Introduction and Objectives Differentiating tuberculosis and sarcoidosis can be difficult, particularly in the context of mediastinal lymphadenopathy, because both diseases are characterised by overlapping clinical phenotypes and histologically similar granulomatous inflammation. Currently, diagnosis relies heavily on microbiological confirmation of tuberculosis which is only available in <50% of cases. Therefore, novel diagnostic strategies are needed to prevent morbidity associated with delayed or inappropriate treatment. We tested the hypothesis that genome wide transcriptional profiling of mediastinal lymph node samples obtained by minimally invasive endobronchial ultrasound guidance could identify gene signatures that differentiate tuberculosis and sarcoidosis.

Methods In vivo immune responses were compared in mediastinal lymph node biopsies obtained via endobronchial ultrasound guidance from patients with tuberculosis, sarcoidosis or non-granulomatous disease using genome-wide transcriptional profiling. Machine learning algorithms were used to test the discriminatory power of identified gene signatures which distinguished granulomatous from non-granulomatous disease or tuberculosis from sarcoidosis.

Results Comparison of lymph node genome‑wide transcriptional profiles by principal component analysis revealed clear differences between granulomatous and non-granulomatous disease. Granulomatous profiles showed significant enrichment for genes involved in antigen presentation, inflammatory responses, innate immune responses and T cell activation, in keeping with the processes involved in granuloma generation. As expected, sarcoidosis and tuberculosis sample profiles were very similar, however, significant gene expression differences were still evident between these two groups. In particular, several genes related to development of granuloma architecture were more highly expressed in sarcoidosis samples.
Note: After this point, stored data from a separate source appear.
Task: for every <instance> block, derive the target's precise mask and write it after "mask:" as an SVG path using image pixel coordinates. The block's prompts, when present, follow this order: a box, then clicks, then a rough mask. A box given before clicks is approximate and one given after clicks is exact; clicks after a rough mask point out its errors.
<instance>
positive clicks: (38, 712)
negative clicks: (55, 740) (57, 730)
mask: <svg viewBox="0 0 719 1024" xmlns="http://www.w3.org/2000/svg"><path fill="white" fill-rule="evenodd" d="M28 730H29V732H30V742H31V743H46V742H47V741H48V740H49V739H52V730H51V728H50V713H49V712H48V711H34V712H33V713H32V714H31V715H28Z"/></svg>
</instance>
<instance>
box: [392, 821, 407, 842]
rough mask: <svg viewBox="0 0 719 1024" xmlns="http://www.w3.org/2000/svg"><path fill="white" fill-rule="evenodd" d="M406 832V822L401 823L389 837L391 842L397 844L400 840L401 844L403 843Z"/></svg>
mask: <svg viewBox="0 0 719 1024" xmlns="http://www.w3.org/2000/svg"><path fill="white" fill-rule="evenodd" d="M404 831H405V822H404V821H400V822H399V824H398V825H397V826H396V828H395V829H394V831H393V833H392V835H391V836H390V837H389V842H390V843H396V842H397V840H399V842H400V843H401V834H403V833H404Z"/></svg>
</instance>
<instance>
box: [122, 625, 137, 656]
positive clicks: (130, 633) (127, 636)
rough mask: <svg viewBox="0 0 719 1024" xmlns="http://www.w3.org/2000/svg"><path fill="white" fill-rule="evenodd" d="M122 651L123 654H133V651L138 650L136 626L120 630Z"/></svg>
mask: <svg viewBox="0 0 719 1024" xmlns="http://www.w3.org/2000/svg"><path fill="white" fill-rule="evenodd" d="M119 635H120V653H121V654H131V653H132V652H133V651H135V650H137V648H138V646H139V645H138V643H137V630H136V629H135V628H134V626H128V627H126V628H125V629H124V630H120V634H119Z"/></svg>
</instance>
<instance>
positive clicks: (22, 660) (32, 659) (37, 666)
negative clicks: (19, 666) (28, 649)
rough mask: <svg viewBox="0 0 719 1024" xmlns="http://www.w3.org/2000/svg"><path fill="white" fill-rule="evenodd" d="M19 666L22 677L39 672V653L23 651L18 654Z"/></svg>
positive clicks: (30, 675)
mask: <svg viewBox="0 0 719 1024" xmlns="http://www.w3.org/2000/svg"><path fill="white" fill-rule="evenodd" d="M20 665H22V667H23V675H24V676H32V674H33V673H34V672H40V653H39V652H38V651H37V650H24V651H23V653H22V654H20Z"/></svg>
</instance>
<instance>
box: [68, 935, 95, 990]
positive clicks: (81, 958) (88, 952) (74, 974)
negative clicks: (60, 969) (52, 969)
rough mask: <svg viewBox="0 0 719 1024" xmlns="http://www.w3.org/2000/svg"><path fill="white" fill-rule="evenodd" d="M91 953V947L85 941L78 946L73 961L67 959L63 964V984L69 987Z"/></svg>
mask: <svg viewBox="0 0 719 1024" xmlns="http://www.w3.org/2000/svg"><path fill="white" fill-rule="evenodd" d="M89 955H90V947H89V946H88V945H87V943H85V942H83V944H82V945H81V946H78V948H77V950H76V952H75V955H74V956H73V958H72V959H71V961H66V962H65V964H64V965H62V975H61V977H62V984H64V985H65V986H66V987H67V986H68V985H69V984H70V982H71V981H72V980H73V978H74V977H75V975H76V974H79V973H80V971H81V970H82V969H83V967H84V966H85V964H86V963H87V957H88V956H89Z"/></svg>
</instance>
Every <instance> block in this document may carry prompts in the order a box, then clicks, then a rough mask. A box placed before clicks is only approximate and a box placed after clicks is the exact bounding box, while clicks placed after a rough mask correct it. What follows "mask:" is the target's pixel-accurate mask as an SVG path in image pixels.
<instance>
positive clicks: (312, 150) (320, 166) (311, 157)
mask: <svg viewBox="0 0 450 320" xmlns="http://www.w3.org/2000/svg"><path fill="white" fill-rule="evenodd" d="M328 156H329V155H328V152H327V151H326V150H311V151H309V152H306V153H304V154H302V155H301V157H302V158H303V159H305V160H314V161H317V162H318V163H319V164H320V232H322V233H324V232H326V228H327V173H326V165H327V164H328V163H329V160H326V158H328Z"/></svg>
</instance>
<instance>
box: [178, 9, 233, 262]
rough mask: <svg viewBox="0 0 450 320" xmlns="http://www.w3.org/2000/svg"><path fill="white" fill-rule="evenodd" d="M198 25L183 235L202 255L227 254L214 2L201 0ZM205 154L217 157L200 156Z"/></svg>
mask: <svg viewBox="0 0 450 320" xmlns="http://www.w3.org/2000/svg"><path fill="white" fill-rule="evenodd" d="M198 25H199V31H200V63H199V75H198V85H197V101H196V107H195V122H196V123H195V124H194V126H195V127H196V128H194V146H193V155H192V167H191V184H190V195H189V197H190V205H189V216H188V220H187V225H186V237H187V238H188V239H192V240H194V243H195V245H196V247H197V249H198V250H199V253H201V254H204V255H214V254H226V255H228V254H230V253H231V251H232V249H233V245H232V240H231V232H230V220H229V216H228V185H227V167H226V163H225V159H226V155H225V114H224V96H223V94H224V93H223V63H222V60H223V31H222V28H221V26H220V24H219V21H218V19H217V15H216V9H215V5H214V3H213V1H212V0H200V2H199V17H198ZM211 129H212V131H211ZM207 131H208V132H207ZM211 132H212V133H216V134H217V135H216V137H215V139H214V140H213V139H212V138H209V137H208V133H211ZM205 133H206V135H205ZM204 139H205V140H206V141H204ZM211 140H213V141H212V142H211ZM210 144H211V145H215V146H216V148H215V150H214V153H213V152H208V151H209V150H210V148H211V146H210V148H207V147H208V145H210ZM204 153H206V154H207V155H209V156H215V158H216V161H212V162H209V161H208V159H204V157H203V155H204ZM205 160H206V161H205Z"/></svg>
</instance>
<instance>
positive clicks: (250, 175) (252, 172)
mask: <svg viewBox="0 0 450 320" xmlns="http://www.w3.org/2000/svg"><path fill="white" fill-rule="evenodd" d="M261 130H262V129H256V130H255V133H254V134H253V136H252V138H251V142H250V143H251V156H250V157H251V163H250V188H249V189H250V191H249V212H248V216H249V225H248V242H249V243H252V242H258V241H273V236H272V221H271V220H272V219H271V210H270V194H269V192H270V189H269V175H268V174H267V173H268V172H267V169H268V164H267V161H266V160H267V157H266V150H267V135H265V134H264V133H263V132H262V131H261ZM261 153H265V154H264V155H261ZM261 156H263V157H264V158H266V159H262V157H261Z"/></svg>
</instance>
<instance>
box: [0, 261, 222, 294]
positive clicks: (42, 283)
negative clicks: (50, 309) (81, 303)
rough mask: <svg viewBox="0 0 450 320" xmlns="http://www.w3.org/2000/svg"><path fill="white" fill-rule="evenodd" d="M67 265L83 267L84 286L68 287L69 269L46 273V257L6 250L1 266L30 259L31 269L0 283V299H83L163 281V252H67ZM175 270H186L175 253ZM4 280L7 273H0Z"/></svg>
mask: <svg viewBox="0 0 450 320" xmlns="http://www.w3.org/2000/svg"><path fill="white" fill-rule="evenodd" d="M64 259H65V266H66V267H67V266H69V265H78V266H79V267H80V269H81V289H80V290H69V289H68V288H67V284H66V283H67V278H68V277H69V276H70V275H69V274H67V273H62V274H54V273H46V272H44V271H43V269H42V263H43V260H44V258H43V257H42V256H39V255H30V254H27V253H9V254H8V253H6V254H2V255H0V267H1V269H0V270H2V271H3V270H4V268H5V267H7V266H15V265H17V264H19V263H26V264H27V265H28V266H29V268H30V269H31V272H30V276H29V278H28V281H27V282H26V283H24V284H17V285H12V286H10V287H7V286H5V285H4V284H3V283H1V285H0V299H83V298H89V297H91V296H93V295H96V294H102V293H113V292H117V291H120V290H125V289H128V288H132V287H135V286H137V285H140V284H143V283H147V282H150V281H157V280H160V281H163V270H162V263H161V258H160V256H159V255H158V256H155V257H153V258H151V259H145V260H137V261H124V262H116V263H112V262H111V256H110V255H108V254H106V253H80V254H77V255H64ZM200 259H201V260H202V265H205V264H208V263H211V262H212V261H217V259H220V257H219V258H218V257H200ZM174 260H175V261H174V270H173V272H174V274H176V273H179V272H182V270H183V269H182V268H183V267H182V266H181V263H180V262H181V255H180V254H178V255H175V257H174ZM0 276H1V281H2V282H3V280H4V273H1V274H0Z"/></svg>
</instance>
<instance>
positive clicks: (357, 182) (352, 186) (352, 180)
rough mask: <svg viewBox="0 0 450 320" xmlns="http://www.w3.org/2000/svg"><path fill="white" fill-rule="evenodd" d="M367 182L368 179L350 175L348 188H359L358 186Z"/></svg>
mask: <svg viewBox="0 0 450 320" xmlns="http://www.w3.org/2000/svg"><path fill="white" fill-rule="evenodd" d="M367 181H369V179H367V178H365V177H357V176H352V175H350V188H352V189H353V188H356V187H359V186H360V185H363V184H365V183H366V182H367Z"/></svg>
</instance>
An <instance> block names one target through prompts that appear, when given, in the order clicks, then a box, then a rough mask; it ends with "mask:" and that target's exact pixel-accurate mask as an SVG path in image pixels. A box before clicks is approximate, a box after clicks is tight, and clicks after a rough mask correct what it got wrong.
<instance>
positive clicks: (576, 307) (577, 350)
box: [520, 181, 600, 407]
Next we used machine learning tools in order to test the discriminatory power of differentially expressed gene signatures and found that the support vector machines algorithm correctly classified up to 97% of granulomatous and non-granulomatous disease cases. Importantly, this technique successfully distinguished sarcoidosis from tuberculosis in up to 100% cases.

Conclusions Transcriptomic analysis of lymph node samples from the site of disease identifies gene signatures that can reliably distinguish tuberculosis from sarcoidosis using computational classification tools. Our data highlight the superior discriminatory power of multiple gene expression differences over a single marker in complex disease and generate a pathway for biomarker discovery in the management of tuberculosis and sarcoidosis.